From Extracts, Describing the Ancient Manner of Placing the Kingdom in Military Array; The Various Modes of Defence Adopted for its Safety in Periods of Danger; and The Evidence of Foreigners as to the National Character and Personal Bravery of the English. Taken from Original State Papers of the Sixteenth Century Collected on the Continent, and hitherto Inedited. Anonymous [Rev. William Gunn], London: W. Bulmer and Co., 1803: pp. 14; 36.
RELATION of Michael Soriano, Ambassador from the Republic of Venice to his Catholic Majesty, 1562.

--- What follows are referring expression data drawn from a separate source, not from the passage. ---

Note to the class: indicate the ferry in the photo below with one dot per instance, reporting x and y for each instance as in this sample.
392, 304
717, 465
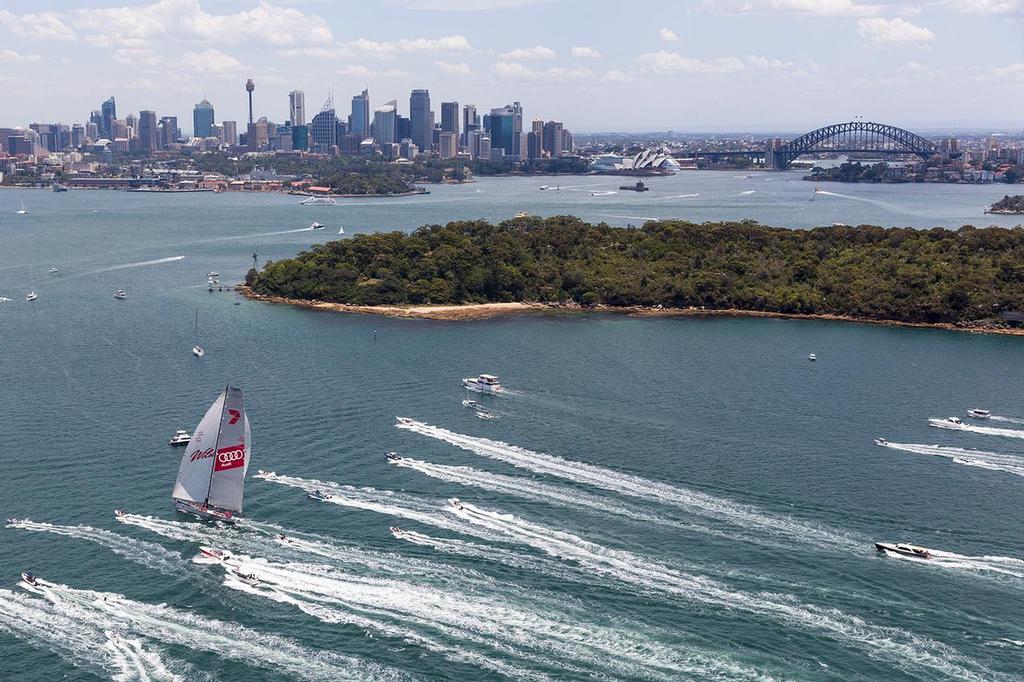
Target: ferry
904, 550
180, 437
485, 383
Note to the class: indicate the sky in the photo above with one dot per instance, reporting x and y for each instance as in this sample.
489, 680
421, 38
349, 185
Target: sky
688, 66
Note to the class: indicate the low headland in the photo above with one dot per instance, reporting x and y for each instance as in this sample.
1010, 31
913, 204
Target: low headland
968, 279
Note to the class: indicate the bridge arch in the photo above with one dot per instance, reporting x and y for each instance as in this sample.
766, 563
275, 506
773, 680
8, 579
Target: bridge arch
851, 136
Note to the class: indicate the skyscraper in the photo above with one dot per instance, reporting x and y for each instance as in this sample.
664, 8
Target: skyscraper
420, 124
108, 112
358, 122
203, 119
297, 108
384, 123
147, 130
450, 118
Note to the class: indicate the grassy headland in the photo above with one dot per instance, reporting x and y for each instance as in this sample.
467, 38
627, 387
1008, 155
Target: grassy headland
898, 274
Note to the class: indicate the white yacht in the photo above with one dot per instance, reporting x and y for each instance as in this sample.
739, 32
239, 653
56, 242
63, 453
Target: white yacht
947, 423
485, 383
317, 201
180, 437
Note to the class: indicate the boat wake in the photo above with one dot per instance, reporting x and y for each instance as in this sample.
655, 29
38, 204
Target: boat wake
83, 609
721, 509
971, 458
80, 641
444, 621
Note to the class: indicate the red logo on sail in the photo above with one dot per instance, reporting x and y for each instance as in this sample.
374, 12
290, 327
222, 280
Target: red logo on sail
230, 458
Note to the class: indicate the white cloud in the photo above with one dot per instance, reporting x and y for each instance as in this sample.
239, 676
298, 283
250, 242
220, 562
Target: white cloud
810, 7
209, 62
513, 71
10, 56
38, 26
364, 47
460, 69
586, 53
897, 32
536, 52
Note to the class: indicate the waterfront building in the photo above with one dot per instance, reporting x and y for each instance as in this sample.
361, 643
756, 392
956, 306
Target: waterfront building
448, 145
230, 132
384, 123
324, 130
147, 133
358, 122
297, 108
202, 119
108, 112
420, 120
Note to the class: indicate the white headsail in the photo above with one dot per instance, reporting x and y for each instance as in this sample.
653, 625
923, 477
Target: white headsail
213, 467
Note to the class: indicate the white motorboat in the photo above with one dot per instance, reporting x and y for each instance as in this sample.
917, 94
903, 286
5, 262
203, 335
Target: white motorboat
485, 383
317, 201
947, 423
180, 437
904, 550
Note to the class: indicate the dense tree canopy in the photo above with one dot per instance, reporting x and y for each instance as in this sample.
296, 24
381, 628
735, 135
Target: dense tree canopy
898, 273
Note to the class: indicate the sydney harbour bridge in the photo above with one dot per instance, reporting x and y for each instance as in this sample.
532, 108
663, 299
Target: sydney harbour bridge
855, 136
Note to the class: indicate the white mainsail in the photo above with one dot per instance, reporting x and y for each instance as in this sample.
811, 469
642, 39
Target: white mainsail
213, 467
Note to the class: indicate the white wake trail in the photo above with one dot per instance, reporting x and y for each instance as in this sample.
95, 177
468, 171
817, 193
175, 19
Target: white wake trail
895, 646
735, 513
972, 458
79, 641
147, 554
224, 639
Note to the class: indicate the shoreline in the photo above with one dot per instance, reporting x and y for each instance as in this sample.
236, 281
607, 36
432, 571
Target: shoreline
476, 311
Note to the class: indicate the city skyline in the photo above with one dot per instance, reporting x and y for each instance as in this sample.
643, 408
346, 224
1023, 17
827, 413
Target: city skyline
715, 65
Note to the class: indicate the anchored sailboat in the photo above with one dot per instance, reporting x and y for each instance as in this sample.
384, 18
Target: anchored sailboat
213, 469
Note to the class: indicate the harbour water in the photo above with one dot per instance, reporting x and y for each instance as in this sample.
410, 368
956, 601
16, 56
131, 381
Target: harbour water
657, 499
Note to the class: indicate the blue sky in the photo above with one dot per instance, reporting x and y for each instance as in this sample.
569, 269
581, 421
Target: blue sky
597, 65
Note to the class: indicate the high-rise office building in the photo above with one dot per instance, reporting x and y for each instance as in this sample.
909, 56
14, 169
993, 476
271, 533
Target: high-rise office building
420, 123
108, 112
448, 145
450, 118
358, 122
297, 108
147, 132
230, 132
202, 119
324, 130
384, 123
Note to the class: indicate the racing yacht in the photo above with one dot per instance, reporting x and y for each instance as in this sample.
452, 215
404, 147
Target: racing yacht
180, 437
904, 550
212, 473
947, 423
485, 383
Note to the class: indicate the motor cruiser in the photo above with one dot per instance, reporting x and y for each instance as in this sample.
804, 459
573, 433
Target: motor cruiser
485, 383
947, 423
180, 437
904, 550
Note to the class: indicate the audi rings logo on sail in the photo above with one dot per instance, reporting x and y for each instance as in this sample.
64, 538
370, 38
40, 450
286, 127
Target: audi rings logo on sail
230, 457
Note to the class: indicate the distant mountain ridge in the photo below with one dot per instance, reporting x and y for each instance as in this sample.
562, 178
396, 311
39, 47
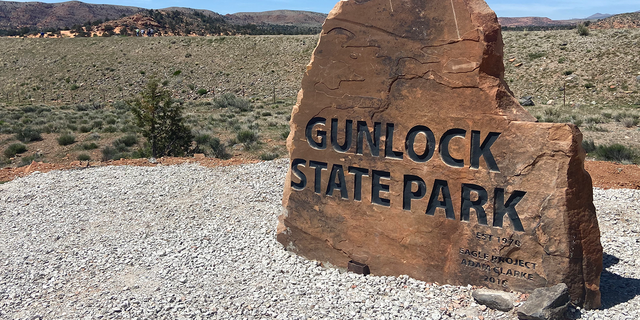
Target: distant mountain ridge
41, 16
280, 17
619, 21
57, 15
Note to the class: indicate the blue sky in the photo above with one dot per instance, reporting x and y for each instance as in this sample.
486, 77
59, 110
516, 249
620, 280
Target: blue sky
554, 9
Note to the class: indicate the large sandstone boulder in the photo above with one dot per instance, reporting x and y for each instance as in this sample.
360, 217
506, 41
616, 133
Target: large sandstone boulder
410, 154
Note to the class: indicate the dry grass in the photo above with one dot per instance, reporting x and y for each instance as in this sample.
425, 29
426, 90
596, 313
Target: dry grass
79, 85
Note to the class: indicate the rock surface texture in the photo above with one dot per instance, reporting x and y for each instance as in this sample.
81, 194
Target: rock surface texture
546, 304
494, 299
410, 154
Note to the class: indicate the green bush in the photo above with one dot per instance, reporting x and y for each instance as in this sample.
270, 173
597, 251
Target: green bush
229, 100
13, 149
108, 153
28, 134
218, 149
589, 146
128, 140
246, 137
202, 139
110, 129
536, 55
90, 146
66, 139
268, 156
582, 30
616, 153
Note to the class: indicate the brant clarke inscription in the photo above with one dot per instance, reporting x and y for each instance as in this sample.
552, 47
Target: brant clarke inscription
409, 155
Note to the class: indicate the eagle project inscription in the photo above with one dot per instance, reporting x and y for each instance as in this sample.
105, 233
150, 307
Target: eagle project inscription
409, 154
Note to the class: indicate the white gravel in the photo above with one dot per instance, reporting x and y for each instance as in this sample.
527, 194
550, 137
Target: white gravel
187, 242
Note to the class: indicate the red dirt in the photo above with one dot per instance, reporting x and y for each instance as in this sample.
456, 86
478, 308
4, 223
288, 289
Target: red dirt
606, 175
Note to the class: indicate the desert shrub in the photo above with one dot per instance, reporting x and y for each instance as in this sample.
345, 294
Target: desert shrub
27, 160
120, 105
536, 55
29, 109
616, 153
13, 149
28, 134
66, 139
247, 137
202, 139
268, 156
589, 146
218, 149
229, 100
128, 140
108, 153
90, 146
582, 30
629, 122
110, 129
161, 121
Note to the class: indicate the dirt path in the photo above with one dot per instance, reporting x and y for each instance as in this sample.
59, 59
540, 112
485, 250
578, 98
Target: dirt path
606, 175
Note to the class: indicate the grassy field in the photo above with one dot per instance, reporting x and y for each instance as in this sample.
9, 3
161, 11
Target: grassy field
79, 87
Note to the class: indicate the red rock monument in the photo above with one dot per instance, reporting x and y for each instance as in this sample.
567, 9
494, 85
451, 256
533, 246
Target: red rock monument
410, 154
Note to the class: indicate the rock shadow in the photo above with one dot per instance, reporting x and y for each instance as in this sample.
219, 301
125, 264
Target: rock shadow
616, 289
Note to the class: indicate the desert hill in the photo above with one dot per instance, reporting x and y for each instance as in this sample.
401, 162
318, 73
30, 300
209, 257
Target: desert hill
619, 21
31, 18
57, 15
279, 17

Incipit “Ma perchè in questi stati.”
OF all the western states of Europe, England is the most opulent and powerful; for though the ordinary43 revenue of the crown does not exceed 500,000 ducats, yet, by extraordinary means, it draws from the country, on urgent occasions, all that is sufficient for the purposes either of peace or war. The strength of the kingdom is derived from its military and naval force, particularly from the latter, which is far superior to that of all the neighbouring states; and, from the advantages attached to its insular situation, it can act offensively against other nations, while itself escapes unhurt. But unfortunately, the effect of this superiority is greatly counteracted by the variable disposition of the people. The English are universally addicted to novelty and the love of change; willing to make the experiment of every thing to which their inclination leads them, they act, as if it were as easy to execute as to invent. This temper of mind accounts for the many plots and factions formed against the existing government, and which are unknown in other parts of the world.
43 In the year 1570, the annual profits of the kingdom arising from the Queen’s manors, lands, escheats, &c. were £188,197. (Anderson’s Commerce, Vol. II. p. 133.